Sociologia, Problemas e Práticas  no.81 Lisboa jun. 2016

https://doi.org/10.7458/SPP2016819406 

RECENSÃO

 

European populism in the shadow of the great recession (Hanspeter Kriesi e Takis S. Pappas, 2015, Colchester, ECPR Press)

 

Vicente Valentim

Mestrando em Ciência Política, pelo ISCTE-IUL. Instituto Universitário de Lisboa (ISCTE-IUL), Lisboa, Portugal.  E-mail: vicentedinisvalentim@gmail.com

 

European Populism in the Shadow of the Great Recession tem como objetivo analisar a forma como a recente crise económica e financeira potenciou o aumento do populismo na Europa.

Os autores começam por reconhecer que o crescimento do populismo não é consequência apenas da crise, constituindo antes um processo de longo prazo, fruto do mau funcionamento da democracia representativa de um modo geral e, mais concretamente, dos sistemas partidários europeus, que deveriam desempenhar o papel de ligação entre cidadãos e processos de tomada de decisões políticas. Estes problemas, por sua vez, têm origens diferentes, consoante a região europeia que se considere. Na Europa Ocidental são consequência de uma redução da capacidade de mobilização dos partidos políticos mainstream, enquanto na Europa Central e de Leste resultam de os sistemas partidários dessa região nunca se terem chegado a institucionalizar, o que, aliado aos fortes sentimentos antielites que aí se fazem sentir, facilitou o aparecimento do populismo.

Os autores chamam também a atenção para a necessidade de distinguir entre crise económica e crise política. Apesar de haver uma forte relação entre ambas e de muitos países terem sofrido tanto uma como outra, estas constituem fenómenos distintos a nível teórico e empírico, não devendo assim ser confundidos.

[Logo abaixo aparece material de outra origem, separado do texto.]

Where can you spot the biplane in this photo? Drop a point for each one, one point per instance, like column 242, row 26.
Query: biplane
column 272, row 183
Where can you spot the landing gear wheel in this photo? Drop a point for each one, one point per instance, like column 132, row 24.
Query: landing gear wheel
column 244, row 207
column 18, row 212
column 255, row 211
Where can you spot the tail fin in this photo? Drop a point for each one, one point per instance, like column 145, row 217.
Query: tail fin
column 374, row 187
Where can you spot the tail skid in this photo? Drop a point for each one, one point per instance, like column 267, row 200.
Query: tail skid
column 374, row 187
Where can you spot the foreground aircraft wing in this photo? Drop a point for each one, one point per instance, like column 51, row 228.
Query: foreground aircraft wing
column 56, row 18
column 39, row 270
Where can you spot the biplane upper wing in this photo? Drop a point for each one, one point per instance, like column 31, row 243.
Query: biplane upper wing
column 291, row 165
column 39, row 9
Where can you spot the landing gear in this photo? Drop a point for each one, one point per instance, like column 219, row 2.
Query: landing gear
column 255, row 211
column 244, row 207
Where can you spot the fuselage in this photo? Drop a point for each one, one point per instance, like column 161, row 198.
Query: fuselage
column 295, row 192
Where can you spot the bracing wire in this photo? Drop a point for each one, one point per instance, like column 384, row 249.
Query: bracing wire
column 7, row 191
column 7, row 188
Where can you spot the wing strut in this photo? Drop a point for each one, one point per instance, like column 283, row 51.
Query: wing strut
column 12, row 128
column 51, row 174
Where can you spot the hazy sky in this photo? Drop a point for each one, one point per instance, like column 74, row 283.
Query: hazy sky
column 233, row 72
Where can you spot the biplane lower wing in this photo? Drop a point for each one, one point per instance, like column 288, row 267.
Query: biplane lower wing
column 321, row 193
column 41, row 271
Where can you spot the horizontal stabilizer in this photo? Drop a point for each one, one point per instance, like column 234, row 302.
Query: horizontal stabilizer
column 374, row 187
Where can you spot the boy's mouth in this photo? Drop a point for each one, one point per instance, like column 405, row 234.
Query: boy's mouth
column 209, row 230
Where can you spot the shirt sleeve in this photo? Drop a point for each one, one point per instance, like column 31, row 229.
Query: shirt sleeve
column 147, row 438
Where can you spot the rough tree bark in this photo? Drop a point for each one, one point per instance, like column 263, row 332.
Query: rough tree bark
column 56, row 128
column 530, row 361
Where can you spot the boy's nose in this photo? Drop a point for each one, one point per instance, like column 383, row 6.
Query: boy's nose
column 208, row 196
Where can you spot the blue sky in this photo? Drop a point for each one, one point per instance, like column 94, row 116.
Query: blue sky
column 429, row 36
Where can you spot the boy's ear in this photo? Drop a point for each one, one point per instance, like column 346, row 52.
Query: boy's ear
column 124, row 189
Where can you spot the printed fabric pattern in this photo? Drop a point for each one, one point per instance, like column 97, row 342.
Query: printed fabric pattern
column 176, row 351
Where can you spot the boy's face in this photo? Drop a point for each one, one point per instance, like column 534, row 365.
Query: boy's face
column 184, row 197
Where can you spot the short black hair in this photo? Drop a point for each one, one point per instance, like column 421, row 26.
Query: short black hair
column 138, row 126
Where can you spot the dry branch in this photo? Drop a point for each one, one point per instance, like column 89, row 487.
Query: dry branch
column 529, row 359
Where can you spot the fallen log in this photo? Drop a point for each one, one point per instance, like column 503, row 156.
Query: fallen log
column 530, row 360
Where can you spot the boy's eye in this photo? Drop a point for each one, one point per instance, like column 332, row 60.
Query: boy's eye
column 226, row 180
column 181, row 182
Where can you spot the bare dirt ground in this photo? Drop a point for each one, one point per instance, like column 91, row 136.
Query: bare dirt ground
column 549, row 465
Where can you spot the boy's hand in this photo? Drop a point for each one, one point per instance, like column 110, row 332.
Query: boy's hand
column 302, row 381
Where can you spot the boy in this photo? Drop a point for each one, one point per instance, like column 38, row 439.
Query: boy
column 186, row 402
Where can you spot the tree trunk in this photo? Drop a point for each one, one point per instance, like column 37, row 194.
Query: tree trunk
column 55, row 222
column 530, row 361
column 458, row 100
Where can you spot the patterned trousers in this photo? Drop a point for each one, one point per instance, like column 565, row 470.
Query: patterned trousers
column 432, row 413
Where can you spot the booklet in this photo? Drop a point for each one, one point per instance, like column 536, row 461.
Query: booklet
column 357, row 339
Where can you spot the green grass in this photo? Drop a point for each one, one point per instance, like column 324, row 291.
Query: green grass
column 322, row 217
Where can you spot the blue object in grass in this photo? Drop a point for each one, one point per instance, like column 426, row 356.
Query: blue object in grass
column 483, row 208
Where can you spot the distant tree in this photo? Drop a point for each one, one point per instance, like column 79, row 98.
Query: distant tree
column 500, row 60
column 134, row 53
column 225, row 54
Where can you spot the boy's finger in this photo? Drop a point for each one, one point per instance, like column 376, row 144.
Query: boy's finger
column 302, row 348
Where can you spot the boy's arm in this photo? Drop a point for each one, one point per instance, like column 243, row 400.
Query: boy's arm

Posto isto, a questão a que a obra procura responder é a de até que ponto estes dois tipos de crise agudizaram a tendência de longo prazo no sentido de um crescimento do populismo no espaço europeu. Desta forma, os autores começam por definir o seu objeto de estudo. Ainda que reconheçam que o populismo pode existir tanto enquanto ideologia como enquanto estratégia política, o seu interesse recai sobre a primeira. Assim, baseando-se no trabalho de Mudde (2004), identificam quatro características centrais do populismo enquanto ideologia: a crença na existência de dois grupos homogéneos — o “povo” e a “elite”; a relação antagónica entre eles; o foco na ideia de soberania popular; e uma lógica maniqueísta que valoriza positivamente o povo, ao mesmo tempo que deprecia a elite. No entanto, este núcleo central do populismo é algo “fino”, no sentido de ser incapaz de dar resposta a um conjunto alargado de questões políticas, o que faz com que muitas vezes seja combinado com ideologias mais “espessas”, como sejam o conservadorismo, à direita, ou o socialismo, à esquerda. Os autores referem-se também ao facto de o populismo ter uma visão bastante antiliberal da democracia, pese embora o seu foco na soberania popular. Tal acontece por três motivos: por o seu foco no governo popular, entendido de forma literal, levar a uma negação dos checks and balances que são centrais na conceção de democracia liberal; pela sua hostilidade a intermediários entre o povo e os decisores políticos, principalmente aos partidos políticos; e pela sua visão monolítica do povo, não deixando espaço ao pluralismo que é também uma característica central da democracia liberal. No entanto, ainda que sendo hostil aos partidos, o populismo tem neles o seu principal veículo organizacional, tendendo os líderes populistas a criar um partido ou a apropriar-se de um já existente, como forma de chegar ao poder. Tanto assim é que o livro se centra essencialmente na análise de partidos populistas.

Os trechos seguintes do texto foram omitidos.